Hurricane Douglas brought heavy rain and 90 mph winds to parts of Hawaii on Sunday July 26 as the Category 1 storm passed north of Maui and Oahu, avoiding a direct hit. Some bands of heavy rain with gusty winds did affect both islands.
Although landfalling hurricanes are rare in Hawaii, residents are still advised to know what to do before, during and after a hurricane.
Hawaii homeowners and renters insurance policies usually provide coverage for almost all standard perils (e.g., fire, explosion) and liability; however, some policies exclude hurricanes.
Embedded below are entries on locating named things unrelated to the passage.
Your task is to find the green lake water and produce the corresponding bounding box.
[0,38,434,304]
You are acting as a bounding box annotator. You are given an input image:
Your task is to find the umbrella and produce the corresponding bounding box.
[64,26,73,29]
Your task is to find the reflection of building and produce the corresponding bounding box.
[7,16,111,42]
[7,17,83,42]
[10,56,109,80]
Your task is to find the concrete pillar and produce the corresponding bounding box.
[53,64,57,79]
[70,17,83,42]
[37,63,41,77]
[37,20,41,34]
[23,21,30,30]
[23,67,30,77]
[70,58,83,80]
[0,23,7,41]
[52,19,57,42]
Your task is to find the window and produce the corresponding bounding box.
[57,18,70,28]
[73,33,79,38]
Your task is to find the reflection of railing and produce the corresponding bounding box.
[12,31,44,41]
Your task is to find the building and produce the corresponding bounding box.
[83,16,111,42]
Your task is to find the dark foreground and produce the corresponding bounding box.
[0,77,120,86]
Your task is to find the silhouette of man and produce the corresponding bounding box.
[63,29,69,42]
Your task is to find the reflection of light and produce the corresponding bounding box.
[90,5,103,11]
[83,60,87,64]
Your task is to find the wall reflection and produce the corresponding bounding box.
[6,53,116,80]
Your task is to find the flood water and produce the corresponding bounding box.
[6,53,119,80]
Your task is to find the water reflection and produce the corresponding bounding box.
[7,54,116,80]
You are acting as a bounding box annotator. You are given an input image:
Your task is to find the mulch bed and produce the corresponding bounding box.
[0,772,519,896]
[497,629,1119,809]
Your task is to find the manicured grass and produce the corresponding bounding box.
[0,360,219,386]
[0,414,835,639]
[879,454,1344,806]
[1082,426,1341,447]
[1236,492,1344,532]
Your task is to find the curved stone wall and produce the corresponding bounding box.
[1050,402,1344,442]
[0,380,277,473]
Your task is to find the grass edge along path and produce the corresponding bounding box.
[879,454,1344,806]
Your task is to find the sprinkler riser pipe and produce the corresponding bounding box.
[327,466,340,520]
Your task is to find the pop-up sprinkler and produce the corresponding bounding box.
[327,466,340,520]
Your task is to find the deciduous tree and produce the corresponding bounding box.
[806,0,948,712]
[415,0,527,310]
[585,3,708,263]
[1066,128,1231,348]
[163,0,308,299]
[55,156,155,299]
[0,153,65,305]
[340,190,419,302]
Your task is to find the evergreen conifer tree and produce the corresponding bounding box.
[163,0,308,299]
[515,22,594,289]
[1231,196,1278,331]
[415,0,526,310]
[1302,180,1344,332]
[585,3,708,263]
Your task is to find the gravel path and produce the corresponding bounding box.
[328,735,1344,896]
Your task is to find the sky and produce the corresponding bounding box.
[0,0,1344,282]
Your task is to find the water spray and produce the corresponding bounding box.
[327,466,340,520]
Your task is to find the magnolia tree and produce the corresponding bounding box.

In Hawaii, homeowners and renters generally purchase hurricane and flood insurance policies separately to protect their property from those specific natural disasters and supplement their homeowners and renters insurance policies.
“In addition to encouraging consumers to buy the appropriate coverage, the Triple-I has been outspoken about the need to bridge the flood insurance coverage gap and build more resilient communities through its Resilience Accelerator,” said Sean Kevelighan, CEO, Insurance Information Institute. “In fact, the average take-up rate for flood insurance in the entire state of Hawaii is 12.6 percent, which is an alarming recovery gap for citizens.”
Only a flood insurance policy, available through FEMA’s National Flood Insurance Program (NFIP) and some private insurers, can protect a homeowner, renter, or business from flood-caused property damage. Most U.S. natural disasters involve flooding, and standard homeowners, renters, and business policies do not cover flood-caused damage.
An auto insurance policy’s optional comprehensive provision covers wind, hurricane, and flood-caused property damage to vehicles.